Another important responsibility of radiologists is transparency with both AI solution developers and patients: xAI, in fact, will support these aspects that will improve trustworthiness and will improve the use of AI in a clinical setting. With transparency, another crucial aspect needs consideration: the responsibility of the medical diagnosis. A large debate is present about the final responsibility of AI tools, but the main direction is prone to consider the radiologist that uses the AI-support as the final responsible [11, 39]. Of course, this aspect is more acceptable with xAI than with black box, and lots of steps need to be taken to consolidate this position and ensure protection for both radiologists and patients.

All the consideration above-mentioned are important to reduce the possibility of pitfalls in the use of AI tool in radiology, even if it is xAI. Another aspect to be considered is actual limit of xAI that cannot be applied at the moment on every AI tool and that explainability is not coincident with high level-decision in every approach in medical practice. Radiologists need to be aware of these limitations to avoid potential biases in the xAI usage [27].

Finally, the most important responsibility for radiologists, encompassing all the others, is to remain critical of the software itself, AI developers, and all the users. In fact, only with constructive critical collaboration among all the professional figures and patients, it will be possible to improve the comprehension of the benefits and limits of AI on specific tools [41].

Recommendations to adopt explainable AI in radiology

  • The incorporation of xAI algorithms and the inclusion of explanatory components should be carefully considered in the development of any high-risk AI system to be used in healthcare and particularly in radiological practice.

  • Patients’ informed consent should be built in the clearest and most intelligible manner considering as many as possible xAI concepts including Interpretability, Explainabiliy, Transparency, Justifiability, and Contestability.

  • Anonymization or pseudo-anonymization of patient data is of utmost importance to comply with current EU regulations. The radiologist can play a key role in making all parties aware of both the importance of sharing data for building biobanks to train artificial intelligence models and the protection of sensitive information.

  • Data ownership should be carefully considered before sharing data. This aspect includes important ethical considerations if a profit corporation is involved in the process. Transparency of the entire process is expected to improve the trustworthiness of both medical end-users and patients.

  • The radiologist as an end user of xAI, should be aware of the current limitations of xAI in relation to individual decisions, where xAI shows scarce illumination, compare to those explanations applied to global AI processes, such as model development and knowledge discovery.

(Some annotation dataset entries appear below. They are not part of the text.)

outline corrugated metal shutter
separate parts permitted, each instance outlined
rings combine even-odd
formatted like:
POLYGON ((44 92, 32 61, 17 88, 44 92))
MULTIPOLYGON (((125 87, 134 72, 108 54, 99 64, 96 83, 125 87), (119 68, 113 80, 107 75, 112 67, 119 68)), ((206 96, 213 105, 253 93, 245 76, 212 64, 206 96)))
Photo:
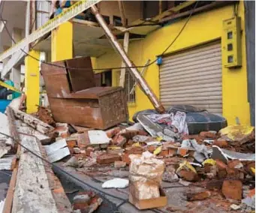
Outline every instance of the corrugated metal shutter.
POLYGON ((165 107, 187 104, 222 114, 220 42, 163 58, 160 97, 165 107))

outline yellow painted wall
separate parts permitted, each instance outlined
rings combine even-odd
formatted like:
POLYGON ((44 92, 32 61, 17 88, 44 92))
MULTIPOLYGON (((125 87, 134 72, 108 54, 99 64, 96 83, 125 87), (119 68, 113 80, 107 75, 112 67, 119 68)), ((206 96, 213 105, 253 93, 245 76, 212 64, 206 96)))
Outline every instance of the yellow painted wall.
MULTIPOLYGON (((221 39, 222 20, 231 18, 233 6, 226 6, 211 11, 192 16, 180 36, 166 53, 192 47, 199 44, 221 39)), ((242 66, 240 68, 227 69, 222 68, 223 116, 228 124, 236 122, 236 117, 241 124, 250 124, 249 105, 247 100, 247 75, 245 45, 245 25, 243 2, 240 2, 238 16, 242 18, 242 66)), ((130 43, 128 56, 136 65, 143 65, 147 59, 153 61, 172 42, 183 26, 186 18, 176 21, 156 30, 140 41, 130 43)), ((95 58, 95 68, 120 67, 121 58, 113 50, 95 58)), ((118 82, 116 70, 113 72, 113 82, 118 82)), ((159 97, 159 68, 156 64, 149 67, 146 80, 159 97)), ((171 82, 170 82, 171 83, 171 82)), ((136 88, 136 104, 129 106, 130 118, 139 110, 152 108, 152 105, 142 91, 136 88)))
MULTIPOLYGON (((29 51, 29 55, 40 59, 40 52, 29 51)), ((25 58, 25 93, 26 95, 27 113, 38 112, 39 105, 39 62, 35 58, 26 56, 25 58)))

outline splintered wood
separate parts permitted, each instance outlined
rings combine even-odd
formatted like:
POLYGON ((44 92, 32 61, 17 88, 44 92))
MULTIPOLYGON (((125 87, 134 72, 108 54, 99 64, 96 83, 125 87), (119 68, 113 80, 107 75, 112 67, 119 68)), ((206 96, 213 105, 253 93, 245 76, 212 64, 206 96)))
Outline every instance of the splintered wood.
MULTIPOLYGON (((22 138, 23 146, 41 156, 35 137, 22 138)), ((15 188, 13 213, 58 212, 42 160, 24 148, 21 148, 15 188)))
POLYGON ((43 134, 49 135, 54 130, 54 128, 52 126, 46 123, 44 123, 43 122, 29 114, 26 114, 20 110, 14 110, 12 108, 10 109, 13 110, 15 117, 23 121, 28 125, 32 127, 33 128, 35 128, 35 130, 37 130, 38 131, 41 132, 43 134))

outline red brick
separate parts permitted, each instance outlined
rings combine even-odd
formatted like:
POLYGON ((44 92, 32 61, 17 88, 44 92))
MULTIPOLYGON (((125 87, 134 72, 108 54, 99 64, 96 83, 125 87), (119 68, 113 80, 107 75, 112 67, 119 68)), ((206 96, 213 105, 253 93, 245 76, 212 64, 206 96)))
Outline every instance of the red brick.
POLYGON ((227 166, 224 163, 223 163, 221 160, 216 159, 216 165, 218 170, 226 170, 227 166))
POLYGON ((122 155, 122 160, 125 162, 126 164, 130 165, 131 164, 131 159, 129 158, 130 154, 128 153, 124 153, 122 155))
POLYGON ((225 148, 228 146, 228 143, 226 140, 215 140, 212 145, 217 146, 220 148, 225 148))
POLYGON ((121 160, 119 154, 103 154, 97 156, 97 163, 99 164, 110 164, 119 160, 121 160))
POLYGON ((203 138, 216 138, 216 135, 211 132, 200 132, 199 136, 203 138))
POLYGON ((183 157, 188 154, 188 149, 185 148, 179 148, 178 154, 183 157))
POLYGON ((126 166, 126 163, 125 161, 115 161, 114 163, 115 168, 124 168, 126 166))
POLYGON ((86 151, 86 154, 88 157, 91 156, 91 152, 93 152, 95 151, 95 149, 92 147, 87 147, 86 151))
POLYGON ((125 148, 125 153, 134 154, 141 154, 143 152, 143 148, 142 147, 132 146, 125 148))
POLYGON ((211 193, 209 190, 205 190, 202 192, 197 193, 188 193, 187 194, 187 200, 188 201, 194 200, 203 200, 211 196, 211 193))
POLYGON ((211 180, 207 182, 206 189, 209 190, 221 190, 223 184, 223 180, 211 180))
POLYGON ((127 142, 127 139, 120 134, 116 135, 112 141, 113 145, 122 147, 127 142))
POLYGON ((239 166, 241 164, 241 161, 238 159, 231 160, 227 162, 227 166, 230 169, 239 169, 236 168, 236 166, 239 166))
POLYGON ((116 134, 119 134, 120 131, 121 131, 121 128, 119 127, 116 127, 116 128, 107 130, 106 131, 106 134, 109 138, 112 138, 116 134))
POLYGON ((162 149, 158 156, 166 157, 169 155, 169 150, 168 149, 162 149))
POLYGON ((81 149, 85 149, 90 144, 88 132, 80 134, 77 136, 77 146, 81 149))
POLYGON ((153 153, 154 151, 155 150, 155 148, 156 148, 156 147, 155 146, 149 146, 147 147, 148 151, 151 153, 153 153))
POLYGON ((198 180, 198 176, 197 173, 192 171, 188 171, 185 170, 180 170, 178 173, 179 176, 188 182, 194 182, 198 180))
POLYGON ((107 148, 107 154, 122 154, 124 150, 119 146, 109 146, 107 148))
POLYGON ((239 180, 224 180, 222 194, 227 199, 242 200, 242 182, 239 180))

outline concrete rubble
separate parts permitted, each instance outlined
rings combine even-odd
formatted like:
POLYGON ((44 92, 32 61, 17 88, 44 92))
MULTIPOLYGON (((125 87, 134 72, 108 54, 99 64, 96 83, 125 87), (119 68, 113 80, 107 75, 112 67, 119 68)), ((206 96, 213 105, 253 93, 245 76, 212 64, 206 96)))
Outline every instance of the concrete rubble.
POLYGON ((219 132, 189 135, 184 116, 172 115, 174 126, 165 114, 151 116, 153 122, 138 116, 139 122, 105 130, 81 127, 77 130, 51 122, 55 136, 44 146, 48 160, 99 184, 99 191, 95 187, 93 192, 80 190, 71 200, 74 212, 102 208, 101 190, 113 195, 122 190, 128 205, 139 209, 188 212, 200 202, 210 203, 218 212, 254 210, 254 129, 228 126, 219 132), (168 201, 150 206, 162 198, 168 201), (150 205, 142 202, 145 200, 150 205))

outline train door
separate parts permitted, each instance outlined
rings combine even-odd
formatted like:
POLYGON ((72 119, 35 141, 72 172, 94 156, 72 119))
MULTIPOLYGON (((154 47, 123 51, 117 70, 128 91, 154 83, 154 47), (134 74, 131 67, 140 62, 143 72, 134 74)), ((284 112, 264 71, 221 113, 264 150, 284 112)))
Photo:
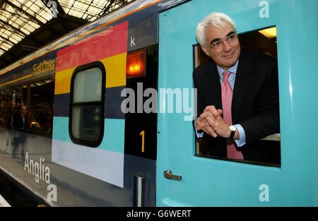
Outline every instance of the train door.
MULTIPOLYGON (((184 96, 182 98, 184 103, 181 104, 182 112, 178 112, 176 107, 173 107, 173 111, 169 112, 168 106, 172 104, 167 98, 168 95, 167 93, 159 93, 158 206, 261 206, 312 203, 310 203, 312 201, 310 193, 312 186, 309 184, 312 177, 308 171, 302 172, 302 169, 295 163, 301 163, 301 167, 304 169, 305 165, 310 167, 312 161, 310 160, 311 162, 307 162, 309 158, 300 152, 298 148, 302 145, 300 142, 304 142, 303 140, 298 141, 293 136, 300 135, 302 132, 290 127, 290 119, 295 117, 295 113, 291 112, 293 108, 290 107, 293 107, 293 102, 298 98, 293 97, 290 90, 282 89, 293 88, 293 83, 295 81, 297 88, 298 83, 304 80, 300 78, 295 78, 297 80, 291 78, 293 71, 290 70, 298 68, 293 62, 288 62, 288 59, 297 58, 305 64, 305 59, 297 55, 298 53, 302 53, 300 48, 297 47, 297 44, 293 50, 290 49, 288 44, 295 42, 294 39, 306 37, 300 36, 302 25, 293 25, 291 27, 288 25, 298 23, 297 18, 301 18, 302 13, 297 14, 295 18, 287 15, 293 11, 293 7, 301 11, 306 11, 305 9, 310 11, 310 4, 304 6, 294 2, 297 5, 293 6, 292 4, 286 1, 261 2, 194 0, 159 15, 158 88, 164 88, 165 91, 170 88, 170 91, 175 92, 172 97, 175 99, 173 104, 177 104, 178 95, 179 97, 184 96), (273 167, 231 162, 202 157, 196 154, 192 122, 187 116, 189 115, 187 108, 194 107, 189 105, 191 102, 184 106, 184 100, 184 100, 184 97, 187 97, 186 92, 189 92, 193 88, 193 46, 197 44, 195 40, 196 25, 213 11, 229 15, 236 22, 239 34, 266 27, 277 28, 282 134, 280 165, 273 167), (295 37, 295 33, 298 32, 300 34, 295 37), (282 112, 284 113, 284 117, 282 117, 282 112), (302 186, 307 186, 308 189, 305 190, 302 186)), ((311 4, 314 5, 312 1, 311 4)), ((314 6, 312 7, 314 8, 314 6)), ((308 40, 310 40, 310 38, 308 40)), ((314 42, 312 40, 311 42, 314 42)), ((295 44, 293 43, 293 45, 294 47, 295 44)), ((312 55, 314 57, 314 54, 312 55)), ((298 102, 300 104, 300 97, 298 102)), ((307 148, 306 151, 314 153, 314 148, 310 148, 310 145, 307 148)))

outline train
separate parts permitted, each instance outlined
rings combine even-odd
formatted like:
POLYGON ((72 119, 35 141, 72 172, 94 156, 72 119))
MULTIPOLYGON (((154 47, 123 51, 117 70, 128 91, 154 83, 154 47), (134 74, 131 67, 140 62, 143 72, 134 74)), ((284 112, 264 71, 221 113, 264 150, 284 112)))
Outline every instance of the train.
POLYGON ((4 68, 1 185, 50 206, 317 206, 317 4, 138 0, 4 68), (195 136, 195 30, 213 11, 277 59, 275 164, 207 155, 195 136))

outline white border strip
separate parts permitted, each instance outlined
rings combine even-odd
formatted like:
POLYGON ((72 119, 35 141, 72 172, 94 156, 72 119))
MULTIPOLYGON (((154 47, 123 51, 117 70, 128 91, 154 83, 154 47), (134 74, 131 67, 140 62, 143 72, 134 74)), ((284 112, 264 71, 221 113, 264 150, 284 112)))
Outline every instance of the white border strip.
POLYGON ((10 204, 0 194, 0 207, 11 207, 10 204))

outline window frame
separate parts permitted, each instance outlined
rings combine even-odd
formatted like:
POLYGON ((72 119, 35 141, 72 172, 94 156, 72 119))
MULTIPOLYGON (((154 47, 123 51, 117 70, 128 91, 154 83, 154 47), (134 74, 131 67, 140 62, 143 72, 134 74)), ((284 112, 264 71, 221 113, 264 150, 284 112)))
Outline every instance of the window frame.
POLYGON ((23 132, 23 133, 28 133, 28 134, 39 135, 39 136, 44 136, 44 137, 52 138, 52 131, 53 131, 54 88, 55 88, 55 79, 52 76, 50 76, 50 77, 45 76, 42 78, 31 79, 30 80, 26 80, 25 82, 20 82, 19 83, 18 83, 16 85, 11 85, 7 88, 7 90, 8 90, 8 95, 10 97, 8 97, 8 100, 7 100, 7 102, 8 102, 8 103, 7 103, 8 104, 7 107, 8 107, 7 114, 8 114, 9 115, 7 115, 7 121, 6 121, 7 127, 6 128, 8 129, 11 129, 11 130, 23 132), (22 87, 24 85, 28 85, 30 84, 36 83, 38 82, 47 80, 52 80, 52 93, 51 93, 51 100, 52 100, 51 107, 52 107, 52 121, 51 121, 51 130, 49 132, 45 132, 45 131, 36 131, 36 130, 30 130, 30 129, 21 129, 21 128, 13 126, 11 118, 13 116, 12 114, 12 102, 13 101, 13 94, 14 89, 16 88, 18 88, 18 87, 22 87))
POLYGON ((104 64, 100 61, 94 61, 87 64, 84 64, 78 66, 74 69, 71 78, 71 88, 70 88, 70 97, 69 97, 69 134, 71 140, 73 143, 78 145, 82 145, 85 146, 88 146, 91 148, 97 148, 102 143, 102 138, 104 137, 104 129, 105 129, 105 93, 106 90, 106 71, 104 64), (98 68, 102 71, 102 97, 100 102, 73 102, 73 90, 74 90, 74 80, 77 73, 83 71, 87 69, 90 69, 93 68, 98 68), (100 113, 100 117, 103 119, 100 122, 100 133, 98 138, 95 141, 84 140, 81 138, 77 138, 73 136, 72 133, 72 121, 73 121, 73 107, 89 107, 89 106, 99 106, 100 105, 101 112, 100 113))

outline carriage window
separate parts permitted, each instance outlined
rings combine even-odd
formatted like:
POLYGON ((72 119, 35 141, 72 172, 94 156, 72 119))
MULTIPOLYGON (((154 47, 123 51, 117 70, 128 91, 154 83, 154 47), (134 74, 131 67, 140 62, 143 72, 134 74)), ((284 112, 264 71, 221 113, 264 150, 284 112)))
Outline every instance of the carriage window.
POLYGON ((6 92, 0 91, 0 126, 6 126, 6 92))
POLYGON ((73 142, 90 147, 104 134, 105 68, 94 62, 74 71, 71 83, 69 130, 73 142))
MULTIPOLYGON (((240 44, 241 46, 241 52, 242 49, 248 49, 261 52, 262 54, 270 56, 277 60, 277 45, 276 27, 252 31, 238 35, 240 44)), ((199 45, 194 47, 194 68, 196 68, 201 64, 210 59, 201 49, 199 45)), ((240 62, 240 61, 239 61, 240 62)), ((240 64, 239 64, 240 66, 240 64)), ((277 76, 276 76, 277 77, 277 76)), ((271 88, 269 90, 278 90, 276 88, 271 88)), ((278 92, 277 92, 278 93, 278 92)), ((276 99, 274 99, 276 100, 276 99)), ((278 98, 277 97, 278 100, 278 98)), ((257 103, 254 102, 257 107, 257 103)), ((240 124, 238 122, 237 124, 240 124)), ((278 122, 279 124, 279 122, 278 122)), ((244 160, 231 160, 227 157, 226 150, 225 155, 220 148, 218 149, 216 146, 222 145, 222 141, 218 138, 211 138, 208 136, 204 135, 202 138, 198 138, 195 136, 196 139, 196 151, 195 155, 198 157, 211 157, 224 160, 234 160, 241 162, 262 165, 266 166, 281 166, 281 136, 280 133, 274 133, 264 137, 260 140, 252 141, 248 145, 254 145, 254 148, 248 149, 250 159, 244 160), (254 151, 254 153, 253 153, 254 151), (266 155, 268 157, 258 159, 257 156, 266 155)), ((242 152, 247 151, 247 149, 243 149, 242 152)))
POLYGON ((52 80, 47 79, 12 89, 12 128, 49 134, 52 122, 52 80))

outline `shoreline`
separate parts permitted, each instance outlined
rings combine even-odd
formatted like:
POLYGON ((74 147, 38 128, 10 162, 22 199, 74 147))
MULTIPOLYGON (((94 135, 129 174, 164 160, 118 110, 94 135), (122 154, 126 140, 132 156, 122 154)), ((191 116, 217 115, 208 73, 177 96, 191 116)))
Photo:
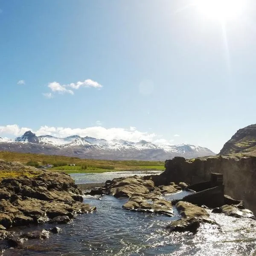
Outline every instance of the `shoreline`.
POLYGON ((82 191, 91 189, 96 187, 103 187, 105 185, 105 182, 101 183, 83 183, 77 184, 76 186, 82 191))

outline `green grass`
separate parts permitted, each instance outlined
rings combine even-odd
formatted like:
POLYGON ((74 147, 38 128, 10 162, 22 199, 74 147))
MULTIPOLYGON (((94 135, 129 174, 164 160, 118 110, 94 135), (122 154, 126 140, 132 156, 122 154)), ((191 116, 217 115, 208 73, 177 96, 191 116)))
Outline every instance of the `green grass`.
POLYGON ((164 170, 165 168, 164 166, 140 166, 140 169, 155 169, 156 170, 164 170))
POLYGON ((10 162, 17 161, 26 164, 30 161, 36 162, 39 165, 45 163, 59 164, 58 166, 49 169, 61 170, 67 172, 115 172, 130 170, 164 170, 164 162, 160 161, 139 161, 137 160, 112 160, 94 159, 82 159, 78 157, 62 156, 47 155, 43 154, 20 153, 0 151, 0 159, 10 162), (68 164, 75 164, 75 166, 68 164), (84 166, 84 169, 82 169, 84 166), (85 167, 86 168, 84 168, 85 167))

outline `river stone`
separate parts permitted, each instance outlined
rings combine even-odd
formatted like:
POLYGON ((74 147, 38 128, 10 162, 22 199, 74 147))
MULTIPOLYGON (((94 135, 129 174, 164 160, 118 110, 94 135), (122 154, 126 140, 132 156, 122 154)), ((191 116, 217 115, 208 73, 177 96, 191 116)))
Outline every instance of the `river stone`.
POLYGON ((129 201, 125 203, 122 207, 129 210, 134 210, 139 208, 140 205, 134 201, 129 201))
POLYGON ((188 186, 185 182, 179 182, 178 185, 183 189, 186 189, 188 186))
POLYGON ((27 238, 28 239, 45 239, 48 238, 49 232, 46 230, 37 230, 32 232, 24 233, 20 236, 22 238, 27 238))
POLYGON ((166 228, 171 232, 183 232, 189 231, 195 233, 200 227, 201 224, 208 224, 220 228, 219 225, 215 221, 205 216, 190 217, 183 218, 173 221, 169 224, 166 228))
POLYGON ((6 228, 8 228, 12 224, 12 221, 10 217, 6 214, 0 213, 0 224, 6 228))
POLYGON ((143 185, 148 189, 150 190, 153 190, 154 188, 154 183, 153 180, 146 180, 143 183, 143 185))
POLYGON ((184 218, 209 217, 207 211, 201 207, 187 202, 179 201, 176 204, 177 209, 184 218))
POLYGON ((239 218, 255 218, 253 212, 248 209, 241 209, 236 207, 236 205, 225 205, 220 207, 214 209, 212 211, 215 213, 224 213, 225 215, 239 218))
POLYGON ((162 193, 173 194, 177 192, 177 189, 172 185, 164 186, 161 185, 158 187, 161 189, 162 193))
POLYGON ((16 215, 12 220, 12 225, 26 226, 34 222, 34 220, 30 217, 23 215, 16 215))
POLYGON ((169 224, 166 228, 171 232, 184 232, 189 231, 195 233, 200 227, 200 223, 196 218, 191 217, 187 219, 180 219, 169 224))
POLYGON ((50 231, 54 234, 57 234, 57 233, 59 233, 61 230, 61 229, 60 227, 54 227, 51 228, 50 230, 50 231))
POLYGON ((54 218, 50 221, 50 223, 56 223, 58 224, 66 224, 70 221, 70 219, 68 216, 58 216, 54 218))

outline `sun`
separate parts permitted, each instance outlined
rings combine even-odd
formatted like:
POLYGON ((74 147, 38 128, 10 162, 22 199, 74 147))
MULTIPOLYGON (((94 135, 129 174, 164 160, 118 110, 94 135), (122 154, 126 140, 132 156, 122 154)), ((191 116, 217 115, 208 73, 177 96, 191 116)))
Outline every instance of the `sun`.
POLYGON ((200 12, 209 18, 226 21, 239 17, 244 7, 244 0, 195 0, 200 12))

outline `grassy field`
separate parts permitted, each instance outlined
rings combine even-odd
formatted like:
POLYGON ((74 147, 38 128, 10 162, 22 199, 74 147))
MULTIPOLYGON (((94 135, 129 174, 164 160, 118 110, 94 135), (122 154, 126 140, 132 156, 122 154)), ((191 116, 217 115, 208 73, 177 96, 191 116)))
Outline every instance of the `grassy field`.
POLYGON ((164 162, 160 161, 139 161, 96 160, 81 159, 62 156, 47 155, 43 154, 19 153, 0 151, 0 159, 8 161, 17 161, 27 164, 36 163, 39 165, 47 163, 53 164, 50 170, 62 171, 67 173, 99 172, 130 170, 164 170, 164 162), (76 166, 69 166, 74 164, 76 166))

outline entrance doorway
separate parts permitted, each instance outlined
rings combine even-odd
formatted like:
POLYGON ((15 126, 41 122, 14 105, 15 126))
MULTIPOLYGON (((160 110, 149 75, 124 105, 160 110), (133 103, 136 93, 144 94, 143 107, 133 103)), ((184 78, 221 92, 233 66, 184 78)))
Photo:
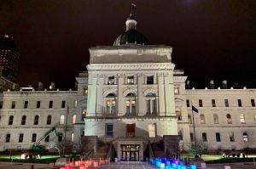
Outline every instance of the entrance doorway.
POLYGON ((126 136, 134 137, 135 136, 135 123, 126 125, 126 136))
POLYGON ((124 161, 138 161, 140 157, 139 144, 121 144, 122 159, 124 161))

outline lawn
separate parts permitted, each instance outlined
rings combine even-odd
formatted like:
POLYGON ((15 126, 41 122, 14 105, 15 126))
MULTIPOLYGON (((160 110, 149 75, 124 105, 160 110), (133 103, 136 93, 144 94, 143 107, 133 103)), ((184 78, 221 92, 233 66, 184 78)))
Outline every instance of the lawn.
POLYGON ((12 155, 12 160, 10 160, 9 155, 0 155, 0 161, 13 161, 13 162, 32 162, 32 163, 50 163, 55 162, 59 155, 42 155, 41 159, 26 159, 20 160, 20 155, 12 155))

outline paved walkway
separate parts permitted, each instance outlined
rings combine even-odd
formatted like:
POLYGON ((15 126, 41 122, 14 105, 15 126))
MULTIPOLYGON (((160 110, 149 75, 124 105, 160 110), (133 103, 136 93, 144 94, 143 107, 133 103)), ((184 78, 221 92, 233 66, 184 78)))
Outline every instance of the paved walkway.
MULTIPOLYGON (((34 169, 49 169, 48 164, 28 164, 28 163, 11 163, 0 162, 0 169, 31 169, 34 165, 34 169)), ((224 166, 230 166, 231 169, 256 169, 253 163, 236 163, 236 164, 214 164, 207 165, 207 169, 223 169, 224 166)), ((92 169, 93 167, 90 167, 92 169)), ((157 167, 147 164, 146 162, 120 162, 102 165, 98 169, 155 169, 157 167)))

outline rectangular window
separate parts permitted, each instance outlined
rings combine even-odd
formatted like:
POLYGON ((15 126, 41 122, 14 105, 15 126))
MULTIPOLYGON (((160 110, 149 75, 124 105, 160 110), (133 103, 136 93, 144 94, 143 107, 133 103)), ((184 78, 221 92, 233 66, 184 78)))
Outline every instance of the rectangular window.
POLYGON ((62 135, 59 135, 58 136, 58 142, 61 142, 62 141, 62 135))
POLYGON ((46 136, 46 138, 44 138, 44 142, 49 143, 49 135, 46 136))
POLYGON ((229 107, 229 100, 228 99, 224 99, 224 103, 225 103, 225 107, 229 107))
POLYGON ((36 133, 33 133, 33 134, 32 134, 32 142, 36 142, 36 140, 37 140, 37 134, 36 134, 36 133))
POLYGON ((113 85, 114 84, 114 76, 108 76, 108 85, 113 85))
POLYGON ((251 99, 251 104, 252 104, 252 107, 255 107, 255 101, 254 99, 251 99))
POLYGON ((106 138, 113 138, 113 124, 106 124, 106 138))
POLYGON ((189 102, 189 100, 187 99, 186 102, 187 102, 187 107, 190 107, 190 102, 189 102))
POLYGON ((0 109, 3 109, 3 101, 0 101, 0 109))
POLYGON ((62 100, 61 102, 61 108, 65 108, 66 107, 66 101, 62 100))
POLYGON ((10 134, 6 134, 5 142, 9 143, 10 134))
POLYGON ((78 107, 78 100, 74 101, 74 107, 78 107))
POLYGON ((154 76, 147 76, 147 84, 154 84, 154 76))
POLYGON ((202 99, 199 99, 198 102, 199 102, 199 107, 202 107, 203 106, 202 99))
POLYGON ((203 142, 207 142, 207 133, 206 133, 206 132, 203 132, 203 133, 201 134, 201 136, 202 136, 202 140, 203 140, 203 142))
POLYGON ((37 101, 37 109, 40 108, 41 101, 37 101))
POLYGON ((27 109, 28 101, 24 102, 24 109, 27 109))
POLYGON ((72 124, 75 124, 76 123, 76 120, 77 120, 77 115, 73 115, 73 118, 72 118, 72 124))
POLYGON ((212 99, 212 107, 216 107, 215 99, 212 99))
POLYGON ((148 135, 149 138, 155 138, 155 124, 148 124, 148 135))
POLYGON ((71 141, 72 142, 74 141, 74 133, 73 132, 71 133, 71 141))
POLYGON ((247 142, 248 141, 248 135, 247 132, 243 132, 242 133, 242 139, 244 142, 247 142))
POLYGON ((174 87, 174 94, 175 94, 175 95, 179 94, 179 87, 174 87))
POLYGON ((241 100, 237 99, 238 107, 241 107, 241 100))
POLYGON ((220 133, 216 132, 216 142, 220 142, 220 133))
POLYGON ((22 143, 23 142, 23 136, 24 136, 24 134, 20 134, 20 136, 19 136, 19 143, 22 143))
POLYGON ((84 87, 84 96, 88 95, 88 88, 87 87, 84 87))
POLYGON ((230 132, 230 142, 235 142, 235 137, 234 137, 234 132, 230 132))
POLYGON ((52 106, 53 106, 53 101, 49 100, 49 108, 52 108, 52 106))
POLYGON ((128 76, 127 77, 127 84, 134 84, 134 76, 128 76))
POLYGON ((190 132, 190 140, 191 142, 194 142, 194 133, 190 132))
POLYGON ((16 102, 15 101, 12 101, 12 109, 15 109, 15 104, 16 104, 16 102))
POLYGON ((240 114, 240 122, 241 124, 245 124, 245 117, 244 117, 244 114, 240 114))

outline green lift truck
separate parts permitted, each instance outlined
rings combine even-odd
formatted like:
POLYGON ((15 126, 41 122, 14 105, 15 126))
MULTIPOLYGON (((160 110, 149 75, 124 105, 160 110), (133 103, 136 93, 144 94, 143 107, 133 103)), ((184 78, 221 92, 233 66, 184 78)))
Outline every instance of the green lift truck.
POLYGON ((55 127, 52 127, 50 130, 49 130, 44 136, 42 136, 36 143, 32 144, 32 146, 30 148, 30 150, 28 153, 25 153, 21 155, 21 159, 27 159, 27 158, 40 158, 40 154, 44 151, 45 151, 45 147, 44 145, 40 145, 41 141, 44 139, 46 137, 48 137, 51 132, 55 132, 55 135, 57 137, 62 138, 62 132, 57 132, 55 127))

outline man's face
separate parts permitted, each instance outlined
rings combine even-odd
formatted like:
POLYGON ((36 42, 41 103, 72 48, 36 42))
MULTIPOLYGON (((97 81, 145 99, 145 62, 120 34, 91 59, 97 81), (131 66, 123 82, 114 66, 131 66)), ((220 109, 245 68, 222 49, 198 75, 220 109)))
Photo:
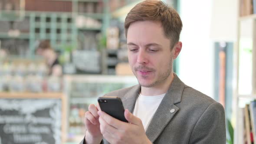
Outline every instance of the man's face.
POLYGON ((139 84, 152 87, 171 77, 173 59, 171 40, 160 23, 138 21, 127 32, 129 63, 139 84))

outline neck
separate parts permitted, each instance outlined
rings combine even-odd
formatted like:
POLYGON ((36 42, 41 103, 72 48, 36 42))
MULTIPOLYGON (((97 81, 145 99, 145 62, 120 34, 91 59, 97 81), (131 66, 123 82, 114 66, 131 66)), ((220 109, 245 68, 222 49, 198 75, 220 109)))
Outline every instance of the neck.
POLYGON ((170 75, 163 82, 150 88, 146 88, 141 86, 141 93, 144 95, 158 95, 166 93, 170 86, 173 79, 174 74, 171 72, 170 75))

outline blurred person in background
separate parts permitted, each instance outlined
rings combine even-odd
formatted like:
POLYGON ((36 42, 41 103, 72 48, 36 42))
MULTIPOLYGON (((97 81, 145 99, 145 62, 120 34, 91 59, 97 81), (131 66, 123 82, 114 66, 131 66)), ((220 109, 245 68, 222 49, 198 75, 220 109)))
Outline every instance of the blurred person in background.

  • Radiologists should be aware of the advent of xAI and the radiological academic community should also take care of the dissemination of the basic concepts of xAI among radiologists, residents, and medical students.

  • Constructive critical communication of all xAI processes should be encouraged among all the professional figures involved and, when necessary, with patients.

Conclusions

The AI has already stepped either in the scientific reality or the quotidian life of the radiologist with the huge success. However, there is still lack of understanding of xAI and its incorporation into the real world of the Radiologists, although the increasing focus on incorporating ethical standards into AI technology design and implementation. The SIRM introduces an xAI-white paper, which is intended to aid Radiologists, medical practitioners, and scientists. We provided an overview of the emerging field of xAI, the black-box problem behind the success of the AI and the xAI methods to unveil the black-box into a glass-box. We stated the role, and responsibilities of the Radiologists for appropriate use of the AI-technology, how it is relevant in the radiology field and finally, we provided some recommendations to adopt explainable AI in the radiology practice.